The anxiety can be so debilitating that it swirls inside of her, almost like a lava lamp. Throughout most of her day, she anxiously wonders to herself, "What have I let slip through the cracks? Am I doing 'the right thing' at this moment? Am I on the right track?" Secretly she wonders, "Will I ever know what 'the right track' is?"
Instead of gathering her wits about her, my client invites Mrs. Wahlberg and the kids in her class to mock her: "You're chubby. You're slow. You're weak. You're lame." All the while, my client mistakenly believes that this will somehow motivate her to get unburied from the mountain of tasks, known and unknown, that await her.
This may sound like someone else's story, but it's actually all of our stories.
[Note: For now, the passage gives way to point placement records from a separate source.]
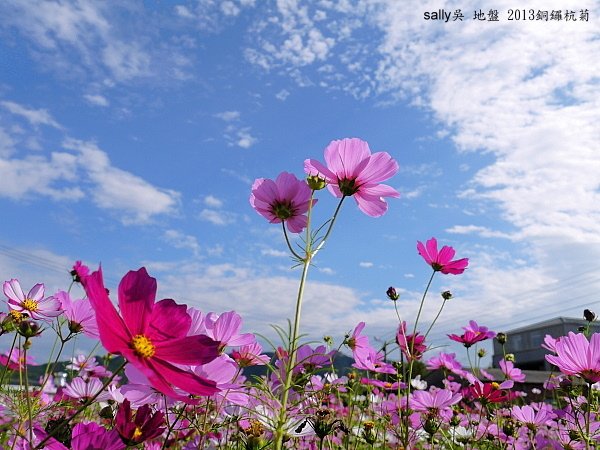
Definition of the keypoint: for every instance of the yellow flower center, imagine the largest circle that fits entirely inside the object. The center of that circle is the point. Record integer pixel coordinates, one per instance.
(30, 305)
(16, 315)
(142, 346)
(137, 433)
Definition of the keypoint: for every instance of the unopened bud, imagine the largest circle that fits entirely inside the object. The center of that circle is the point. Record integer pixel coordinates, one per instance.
(501, 338)
(590, 316)
(315, 182)
(392, 294)
(29, 328)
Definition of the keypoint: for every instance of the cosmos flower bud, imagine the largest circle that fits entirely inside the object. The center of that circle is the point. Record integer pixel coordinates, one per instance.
(446, 295)
(29, 328)
(590, 316)
(315, 182)
(501, 338)
(392, 294)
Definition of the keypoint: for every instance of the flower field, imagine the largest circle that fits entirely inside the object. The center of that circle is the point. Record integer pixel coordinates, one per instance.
(175, 377)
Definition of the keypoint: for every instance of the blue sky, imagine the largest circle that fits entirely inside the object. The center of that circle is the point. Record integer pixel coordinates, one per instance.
(130, 135)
We've all come to believe in some particular way that we are weak, slow, defective, ugly, unlovable or just plain, "not enough." We've gathered plenty of evidence that validates our insufficiency. When we find ourselves yet again in situations that confirm our flaw, we beat ourselves up.
Here's the kicker. We mistakenly believe that if we're mean or cruel enough, somehow we will slough off our bad habits. Instead, we're practicing being cruel to ourselves, which stimulates the stress hormone, cortisol, into our blood, sending us into a depression that deepens the hole we're already in.
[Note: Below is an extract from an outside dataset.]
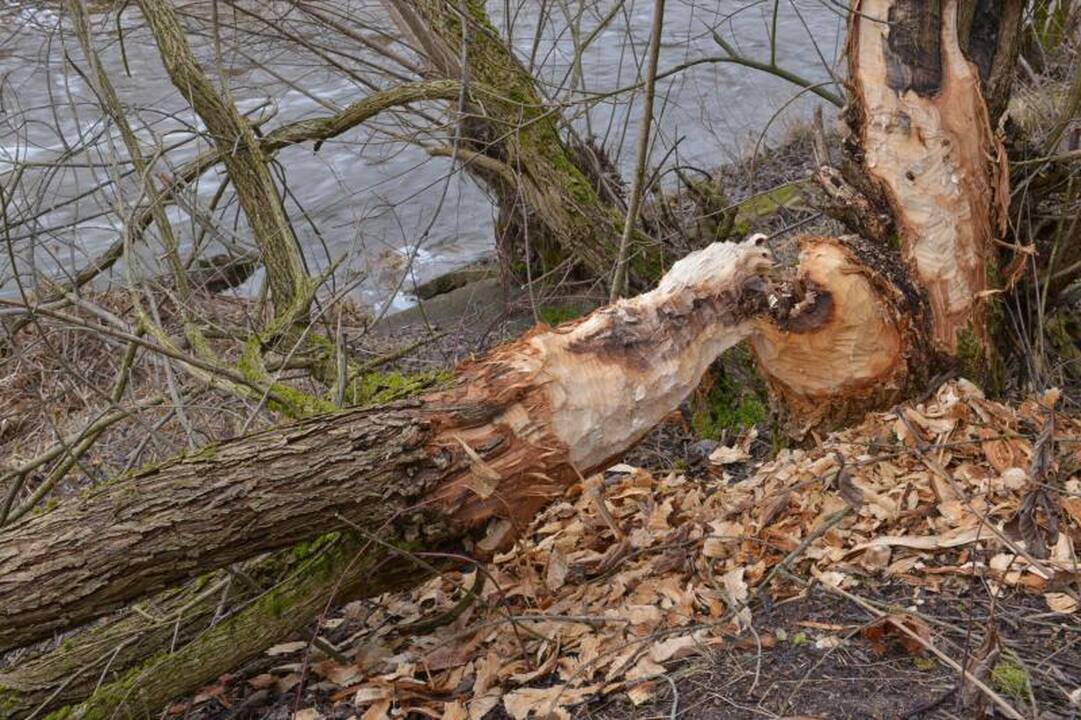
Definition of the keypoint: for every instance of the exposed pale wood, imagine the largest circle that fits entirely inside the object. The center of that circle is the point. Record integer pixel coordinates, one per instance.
(514, 430)
(855, 343)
Below the self-loathing and the accompanying longing that we'd just get this part of ourselves handled is a deep and old wound. It's the kind of wounding that can happen in Mrs. Wahlberg's P.E. class; when dad married the bitch that wished I hadn't existed or; as in my case when my brother took his life and nobody knew how to help.
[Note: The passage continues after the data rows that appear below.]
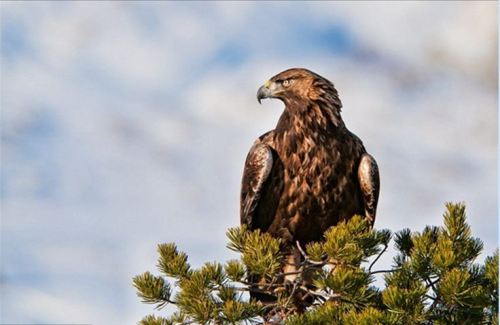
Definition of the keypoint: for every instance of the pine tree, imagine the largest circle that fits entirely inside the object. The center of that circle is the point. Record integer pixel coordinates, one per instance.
(433, 280)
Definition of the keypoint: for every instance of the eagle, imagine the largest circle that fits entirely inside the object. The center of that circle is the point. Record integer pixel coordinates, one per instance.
(310, 172)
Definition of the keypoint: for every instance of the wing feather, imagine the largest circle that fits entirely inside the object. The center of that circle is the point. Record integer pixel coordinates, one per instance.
(369, 182)
(258, 166)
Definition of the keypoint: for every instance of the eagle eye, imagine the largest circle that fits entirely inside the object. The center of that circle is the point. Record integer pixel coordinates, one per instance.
(287, 82)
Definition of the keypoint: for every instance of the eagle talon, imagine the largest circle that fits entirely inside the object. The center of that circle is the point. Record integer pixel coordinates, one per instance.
(295, 183)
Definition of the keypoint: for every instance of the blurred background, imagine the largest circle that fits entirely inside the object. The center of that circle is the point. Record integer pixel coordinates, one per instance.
(126, 124)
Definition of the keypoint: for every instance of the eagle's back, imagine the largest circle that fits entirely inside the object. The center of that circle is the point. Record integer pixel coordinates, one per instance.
(320, 185)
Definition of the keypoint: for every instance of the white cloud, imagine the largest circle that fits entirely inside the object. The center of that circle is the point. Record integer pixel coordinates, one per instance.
(145, 123)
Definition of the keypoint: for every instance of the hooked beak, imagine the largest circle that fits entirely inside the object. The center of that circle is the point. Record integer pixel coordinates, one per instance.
(264, 91)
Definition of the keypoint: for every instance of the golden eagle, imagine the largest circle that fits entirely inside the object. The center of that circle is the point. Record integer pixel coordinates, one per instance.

These experiences leave exquisitely tender marks on the mind, body and spirit. To make contact with these imprints can be like putting our hand on a hot stove. They burn. We don't know how to keep these parts of ourselves company; in fact we've spent a lifetime wishing they would just go away.
There comes a point for many of us, however, when we stop running from them, when we stop attempting to beat ourselves into submission. Maybe someone shows up who can help us, or maybe we end up completely overwhelmed and can no longer keep up the facade. However it happens, instead of running from them, we turn around and look. We find a gentle and tolerable way to keep these parts of us company. When we do, we begin to discover that instead of needing to be excised, these parts of ourselves are actually hidden with treasures of insight, compassion and wisdom.
As my client learns to keep this underlying pain company, to welcome it, to have compassion for herself, she's starting to discover that when she's triggered, she can use it as an invitation to come back, come back to the chubby, little girl being abused in Mrs. Wahlberg's class.
"Above all else," she says, "We don't abuse children. Above all else, I don't abuse myself."